Figure 5.

Phosphoproteome analysis of NSP3-expressing cells

A. Clustering of DEPPs in NSP3-expressing cells. DEPPs showing significantly differences in CoV1-NSP3- and CoV2-NSP3-expressing cells compared to control cells were clustered together. C1–C6 on the left indicate Clusters 1–6. Full list of DEPPs is available in Table S5. Representative DEPPs with highlighted GO in (C) were shown on the right. B. Validation of phosphoproteome studies. Top panel: schematic representation of phosphorylated sites of indicated proteins. Square indicates a DEPP with significant change in CoV1-NSP3-expressing cells, whereas circle indicates a DEPP with significant change in CoV2-NSP3-expressing cells. Bottom panels: HEK293T cells transfected with indicated plasmids were subjected to IP assays (anti-Flag-resin or anti-UBE2O antibody with protein A/G), following immunoblotting with phosphorylated serine/threonine antibodies. ImageJ was used to quantify the relative expression of each protein to its matching loading control.
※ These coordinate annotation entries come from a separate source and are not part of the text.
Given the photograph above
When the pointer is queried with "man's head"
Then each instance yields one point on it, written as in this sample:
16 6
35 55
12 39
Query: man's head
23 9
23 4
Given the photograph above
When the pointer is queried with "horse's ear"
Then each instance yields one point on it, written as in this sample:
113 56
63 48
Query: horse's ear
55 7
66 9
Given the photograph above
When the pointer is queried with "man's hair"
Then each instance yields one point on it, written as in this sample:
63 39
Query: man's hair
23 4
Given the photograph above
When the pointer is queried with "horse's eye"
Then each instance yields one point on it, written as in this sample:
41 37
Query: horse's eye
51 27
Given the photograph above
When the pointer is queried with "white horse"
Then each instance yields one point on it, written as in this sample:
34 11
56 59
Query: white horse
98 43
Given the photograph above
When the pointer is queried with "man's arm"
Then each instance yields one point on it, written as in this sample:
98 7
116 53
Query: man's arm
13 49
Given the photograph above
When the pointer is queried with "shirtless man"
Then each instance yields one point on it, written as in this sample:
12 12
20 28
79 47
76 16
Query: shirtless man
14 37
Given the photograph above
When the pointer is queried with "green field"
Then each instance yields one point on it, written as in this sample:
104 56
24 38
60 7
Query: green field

C. Representative enriched GO BP and Reactome terms. Labels on top of the heatmap correspond to the clusters in (A). Full list of the GO and Reactome terms is shown in Table S5. Bold terms containing DEPPs that are highlighted on the right of (A). D. KinMaps showing altered kinases whose activities mapped to DEPPs in NSP3-expressing cells. Significantly enriched DEPPs in CoV1-NSP3- and CoV2-NSP3-expressing cells were matched to kinases. Kinome profiling was performed using KinMap interface. Red indicates up-regulation, whereas cyan indicates down-regulation. Size of the circles reflects the number of DEPPs. DEPP, differentially enriched phosphorylated peptide.